En France, le principe est la liberté d’expression et les restrictions restent exceptionnelles. La loi du 29 juillet 1881 sur la liberté de la presse garantit la liberté d’expression et d’opinion dans le respect de l’ordre public et des droits de chacun.
La France est attachée à la défense de la liberté d’expression y compris sur Internet. Internet constitue aujourd’hui un moyen planétaire de diffusion de l’information et des opinions qu’exploitent notamment les mouvements d’opposition, les défenseurs des droits de l’Homme et les journalistes. Mais Internet est également véhicule de propagande haineuse, de matériels susceptibles d’atteindre la morale et la santé publiques ainsi que la sécurité des Etats.

Déjà durement éprouvée par des attaques en janvier dernier, la France est sous le coup d’une menace terroriste aigue. Les groupes terroristes, au premier rang desquels Daech, exploitent habilement internet et les réseaux sociaux, qui sont devenus l’un des principaux vecteurs de radicalisation et de recrutement de combattants terroristes étrangers. La France est particulièrement impactée par ce phénomène : on estime aujourd’hui que 1432 personnes sont impliquées dans les filières djihadistes et que 413 Français et résidents en France se trouvent en Syrie et en Irak. Ces individus radicalisés représentent une forte menace pour nos sociétés. Il a donc été indispensable de prendre des mesures.

L’article 12 de la loi du 13 novembre 2014 venu compléter les dispositions de la loi du 21 juin 2004 pour la confiance dans l’économie numérique qui a notamment inséré la possibilité, pour l’autorité administrative, de demander aux fournisseurs d’accès à internet de bloquer l’accès aux sites provoquant aux actes de terrorisme ou en faisant l’apologie, à l’instar de ce que l’article 4 de la loi prévoyait déjà pour les sites pédopornographiques, s’inscrit dans la nécessaire prévention du terrorisme et d’actes tels que les attentats de Paris en janvier dernier.

Conformément aux engagements constitutionnels et internationaux français, ses nouvelles dispositions s’inscrivent dans le respect des droits de l’Homme et des libertés publiques. Dans sa décision du 10 mars 2011, le Conseil constitutionnel avait d’ailleurs estimé conforme à la Constitution française une telle procédure administrative de blocage, compte-tenu de son caractère proportionné et de la nature de son objet.

Le dispositif de blocage suppose, en effet, une phase préalable.

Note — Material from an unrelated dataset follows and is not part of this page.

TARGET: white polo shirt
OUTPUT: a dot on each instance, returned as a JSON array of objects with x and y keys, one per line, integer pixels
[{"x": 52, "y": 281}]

L’autorité administrative demande en premier lieu aux éditeurs de service et aux hébergeurs de retirer les contenus illicites. Elle informe les fournisseurs d’accès de cette demande. En l’absence de retrait de ces contenus dans un délai de 24 heures, l’autorité administrative notifie aux fournisseurs d’accès la liste des adresses électroniques internet contrevenantes aux fins de blocage sans délai.

En parallèle, l’autorité administrative transmet les demandes de retrait et la liste des adresses électroniques visées par la demande de blocage à un représentant de la Commission nationale de l’informatique et des libertés qui est une autorité administrative indépendante. Celui-ci s’assure de la régularité de ces demandes de retrait et peut le cas échéant, recommander à l’autorité administrative de mettre fin à une mesure et, à défaut de réponse positive de celle-ci, saisir la juridiction administrative.

Par ailleurs, le blocage des sites s’effectue dans le respect des principes de nécessité, de proportionnalité et de transparence.
Les législations nationales en question ne sont donc pas contraire aux conventions internationales relatives à la défense des libertés et droits fondamentaux. Elles participent également de la mise en œuvre des obligations internationales de la France quant à la lutte contre le terrorisme. Ces nouvelles dispositions sont précisément destinées à défendre la démocratie et les libertés de chacun contre les menaces terroristes.

La France réitère son plein soutien à l’activité de la Représentante pour la liberté des médias(ROFM) et l’invite à effectuer une visite sur son sol pour évaluer directement le bien-fondé de ces dispositions et leur mise en œuvre respectueuse des libertés et droits fondamentaux.